The Shakti Bhatt First Book Prize shortlist was announced.

Tayenjam Bijoykumar Singh won the Sharda Translation Award 2014, for translation from and to Manipuri.

Over at Love German Books, a proposal to have a prize for women’s books in translation.

Reports from the Bangalore Literature Festival, which concluded last week and had panels on Kannada literature and translations: The New Indian Express, The Hindu.

The Katara Literature Prize promises translations of the winners into various languages, including Hindi.

The Konkani Bhasha Mandal will present awards for 2014 later this week, and the lsit of awardees is here. To my knowledge, none of these is out in translation yet, although I hope some will be, later on.

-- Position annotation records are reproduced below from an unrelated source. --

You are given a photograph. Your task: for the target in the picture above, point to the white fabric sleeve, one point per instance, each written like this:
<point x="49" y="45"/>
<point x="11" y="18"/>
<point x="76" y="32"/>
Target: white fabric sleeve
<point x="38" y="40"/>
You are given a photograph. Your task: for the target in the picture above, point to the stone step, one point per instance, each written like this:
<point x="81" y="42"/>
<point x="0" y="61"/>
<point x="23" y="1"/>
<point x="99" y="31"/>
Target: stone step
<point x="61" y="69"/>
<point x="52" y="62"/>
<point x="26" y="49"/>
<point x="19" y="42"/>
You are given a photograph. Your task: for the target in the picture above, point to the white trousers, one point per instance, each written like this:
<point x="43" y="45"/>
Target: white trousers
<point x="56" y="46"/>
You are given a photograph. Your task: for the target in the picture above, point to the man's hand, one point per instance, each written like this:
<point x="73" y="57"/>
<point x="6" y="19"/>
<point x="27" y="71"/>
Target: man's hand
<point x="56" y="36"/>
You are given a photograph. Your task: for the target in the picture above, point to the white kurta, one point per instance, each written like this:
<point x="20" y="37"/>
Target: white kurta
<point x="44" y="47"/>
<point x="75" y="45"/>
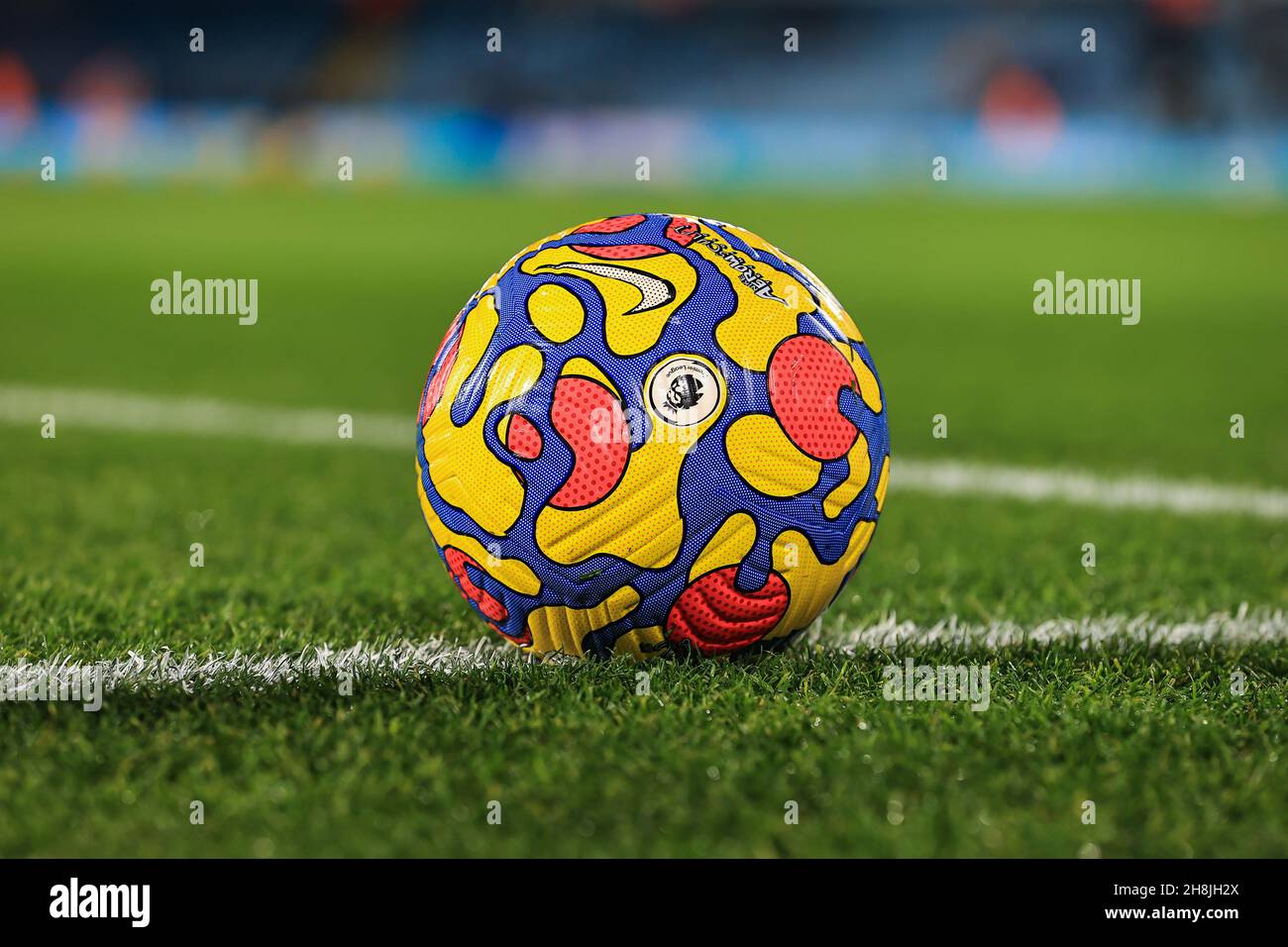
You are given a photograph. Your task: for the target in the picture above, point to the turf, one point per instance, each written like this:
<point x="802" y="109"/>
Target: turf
<point x="310" y="545"/>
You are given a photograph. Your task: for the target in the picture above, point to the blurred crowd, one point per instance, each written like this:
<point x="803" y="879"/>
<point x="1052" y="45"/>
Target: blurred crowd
<point x="456" y="89"/>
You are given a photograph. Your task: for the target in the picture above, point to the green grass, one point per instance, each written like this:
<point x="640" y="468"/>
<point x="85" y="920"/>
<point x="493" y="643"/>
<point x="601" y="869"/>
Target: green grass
<point x="310" y="545"/>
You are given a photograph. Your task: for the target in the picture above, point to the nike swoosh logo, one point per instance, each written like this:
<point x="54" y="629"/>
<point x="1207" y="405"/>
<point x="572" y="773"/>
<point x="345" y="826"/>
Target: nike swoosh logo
<point x="655" y="291"/>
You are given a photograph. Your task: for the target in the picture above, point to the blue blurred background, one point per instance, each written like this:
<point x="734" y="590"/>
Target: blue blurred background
<point x="704" y="90"/>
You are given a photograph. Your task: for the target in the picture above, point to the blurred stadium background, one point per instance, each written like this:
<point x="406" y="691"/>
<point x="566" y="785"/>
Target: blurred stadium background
<point x="580" y="90"/>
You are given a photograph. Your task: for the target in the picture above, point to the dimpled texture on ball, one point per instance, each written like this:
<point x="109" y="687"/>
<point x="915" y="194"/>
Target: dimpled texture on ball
<point x="652" y="433"/>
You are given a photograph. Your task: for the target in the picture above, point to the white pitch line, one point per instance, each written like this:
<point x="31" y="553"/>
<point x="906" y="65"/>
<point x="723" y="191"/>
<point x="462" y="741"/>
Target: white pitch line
<point x="192" y="672"/>
<point x="107" y="410"/>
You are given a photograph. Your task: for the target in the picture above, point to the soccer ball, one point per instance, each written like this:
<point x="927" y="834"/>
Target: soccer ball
<point x="652" y="433"/>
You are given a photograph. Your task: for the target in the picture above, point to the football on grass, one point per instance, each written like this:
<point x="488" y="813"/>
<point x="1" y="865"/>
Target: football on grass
<point x="652" y="433"/>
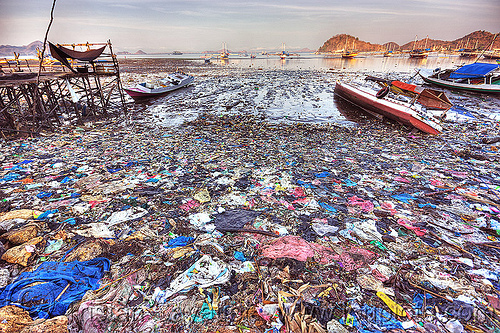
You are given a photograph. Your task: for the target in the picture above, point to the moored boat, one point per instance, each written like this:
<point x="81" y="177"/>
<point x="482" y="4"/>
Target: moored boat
<point x="492" y="54"/>
<point x="476" y="77"/>
<point x="410" y="110"/>
<point x="349" y="54"/>
<point x="170" y="83"/>
<point x="419" y="54"/>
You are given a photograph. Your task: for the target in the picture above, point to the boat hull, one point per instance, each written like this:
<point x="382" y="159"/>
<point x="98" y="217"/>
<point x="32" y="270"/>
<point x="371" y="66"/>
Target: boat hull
<point x="389" y="108"/>
<point x="139" y="94"/>
<point x="481" y="88"/>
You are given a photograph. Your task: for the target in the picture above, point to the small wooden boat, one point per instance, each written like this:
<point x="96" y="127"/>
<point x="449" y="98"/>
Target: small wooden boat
<point x="170" y="83"/>
<point x="477" y="77"/>
<point x="410" y="111"/>
<point x="491" y="55"/>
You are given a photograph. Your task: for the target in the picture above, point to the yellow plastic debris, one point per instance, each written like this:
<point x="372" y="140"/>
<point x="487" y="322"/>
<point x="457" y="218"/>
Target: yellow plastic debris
<point x="395" y="307"/>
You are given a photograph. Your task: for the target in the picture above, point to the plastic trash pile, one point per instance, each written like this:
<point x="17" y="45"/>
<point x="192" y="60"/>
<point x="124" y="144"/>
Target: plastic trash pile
<point x="232" y="224"/>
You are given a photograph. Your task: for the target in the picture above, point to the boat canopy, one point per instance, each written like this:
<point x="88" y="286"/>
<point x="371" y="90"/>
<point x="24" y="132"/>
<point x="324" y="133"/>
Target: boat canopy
<point x="473" y="71"/>
<point x="430" y="98"/>
<point x="62" y="54"/>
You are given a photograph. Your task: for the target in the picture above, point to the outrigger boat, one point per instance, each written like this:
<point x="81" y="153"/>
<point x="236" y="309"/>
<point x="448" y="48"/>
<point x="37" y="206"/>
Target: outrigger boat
<point x="408" y="104"/>
<point x="170" y="83"/>
<point x="477" y="77"/>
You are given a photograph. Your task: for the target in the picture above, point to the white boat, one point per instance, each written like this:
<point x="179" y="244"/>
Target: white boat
<point x="170" y="83"/>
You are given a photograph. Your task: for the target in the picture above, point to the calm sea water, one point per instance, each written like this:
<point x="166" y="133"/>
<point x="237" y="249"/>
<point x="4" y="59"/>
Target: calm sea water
<point x="297" y="89"/>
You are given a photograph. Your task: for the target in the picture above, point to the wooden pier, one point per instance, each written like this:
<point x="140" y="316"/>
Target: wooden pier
<point x="62" y="94"/>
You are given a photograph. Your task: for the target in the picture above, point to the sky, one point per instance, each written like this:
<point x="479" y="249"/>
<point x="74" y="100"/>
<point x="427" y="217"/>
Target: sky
<point x="200" y="25"/>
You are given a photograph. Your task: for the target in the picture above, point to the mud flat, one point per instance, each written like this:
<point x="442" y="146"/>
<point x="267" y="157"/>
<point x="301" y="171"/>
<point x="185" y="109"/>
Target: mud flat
<point x="237" y="218"/>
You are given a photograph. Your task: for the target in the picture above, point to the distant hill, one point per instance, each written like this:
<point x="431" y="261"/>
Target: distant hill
<point x="480" y="38"/>
<point x="25" y="50"/>
<point x="348" y="42"/>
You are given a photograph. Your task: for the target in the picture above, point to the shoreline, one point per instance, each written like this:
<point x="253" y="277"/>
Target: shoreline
<point x="298" y="177"/>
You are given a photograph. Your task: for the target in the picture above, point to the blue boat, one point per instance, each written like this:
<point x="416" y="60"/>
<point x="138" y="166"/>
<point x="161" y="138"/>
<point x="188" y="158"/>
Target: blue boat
<point x="477" y="77"/>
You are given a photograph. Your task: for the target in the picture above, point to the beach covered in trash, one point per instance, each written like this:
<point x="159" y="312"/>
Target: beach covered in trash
<point x="217" y="209"/>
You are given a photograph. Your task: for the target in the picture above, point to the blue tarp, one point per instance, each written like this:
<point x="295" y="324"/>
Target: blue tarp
<point x="473" y="71"/>
<point x="43" y="292"/>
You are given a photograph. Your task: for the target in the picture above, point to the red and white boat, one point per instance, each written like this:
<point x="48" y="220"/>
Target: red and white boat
<point x="414" y="109"/>
<point x="170" y="83"/>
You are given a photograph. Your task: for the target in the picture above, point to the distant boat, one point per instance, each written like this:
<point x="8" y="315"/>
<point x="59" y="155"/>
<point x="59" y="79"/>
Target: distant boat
<point x="413" y="111"/>
<point x="477" y="77"/>
<point x="283" y="54"/>
<point x="419" y="53"/>
<point x="468" y="53"/>
<point x="224" y="55"/>
<point x="170" y="83"/>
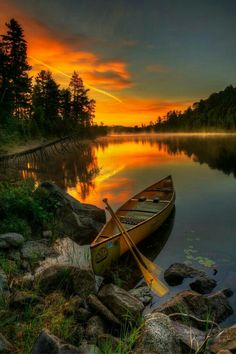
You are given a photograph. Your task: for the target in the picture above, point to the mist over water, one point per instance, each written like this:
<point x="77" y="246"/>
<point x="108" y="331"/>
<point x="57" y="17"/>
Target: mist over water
<point x="203" y="230"/>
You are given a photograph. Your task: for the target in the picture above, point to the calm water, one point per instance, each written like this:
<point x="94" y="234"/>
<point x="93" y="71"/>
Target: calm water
<point x="202" y="230"/>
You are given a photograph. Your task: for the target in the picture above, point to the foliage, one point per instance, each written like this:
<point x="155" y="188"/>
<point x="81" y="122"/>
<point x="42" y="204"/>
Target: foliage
<point x="22" y="210"/>
<point x="42" y="109"/>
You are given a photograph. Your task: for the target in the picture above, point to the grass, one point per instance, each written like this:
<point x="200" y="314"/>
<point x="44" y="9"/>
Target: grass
<point x="28" y="322"/>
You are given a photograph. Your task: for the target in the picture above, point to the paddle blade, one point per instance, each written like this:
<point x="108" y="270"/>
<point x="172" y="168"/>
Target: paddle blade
<point x="156" y="285"/>
<point x="151" y="266"/>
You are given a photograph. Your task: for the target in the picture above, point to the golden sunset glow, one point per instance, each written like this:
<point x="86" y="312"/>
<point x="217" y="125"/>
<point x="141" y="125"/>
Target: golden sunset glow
<point x="116" y="162"/>
<point x="109" y="79"/>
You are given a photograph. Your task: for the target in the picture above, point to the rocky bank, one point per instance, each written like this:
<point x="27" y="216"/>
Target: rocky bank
<point x="55" y="304"/>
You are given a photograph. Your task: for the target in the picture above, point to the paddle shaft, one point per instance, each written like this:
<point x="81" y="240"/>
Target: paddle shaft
<point x="148" y="275"/>
<point x="152" y="267"/>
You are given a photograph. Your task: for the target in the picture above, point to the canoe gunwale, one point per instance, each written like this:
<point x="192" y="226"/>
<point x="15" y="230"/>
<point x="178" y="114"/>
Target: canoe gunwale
<point x="170" y="204"/>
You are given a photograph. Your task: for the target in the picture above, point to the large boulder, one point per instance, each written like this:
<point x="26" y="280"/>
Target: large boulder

A minor spat broke out when Kannada author Girish Karnad spoke of the recently deceased UR Ananthamurthy at a screening of a biographical documentary on the latter. Apparently, Karnad called Ananthamurthy’s works “unreadable” and K.V. Narayan (Chairman of the Kuvempu Bhasha Bharati Authority) replied, saying Karnad’s works “did not reach the common man.” Children, children.

In Livemint,an interview with the fabulous Suniti Namjoshi, who wrote the Aditi fables for children.

The National Book Trust is having a fest, come Saturday, in Thiruvananthapuram.

Robert Yeo, composer from Singapore, has a new production titled Kannagi, based on the epic poem, the Silapathikaram.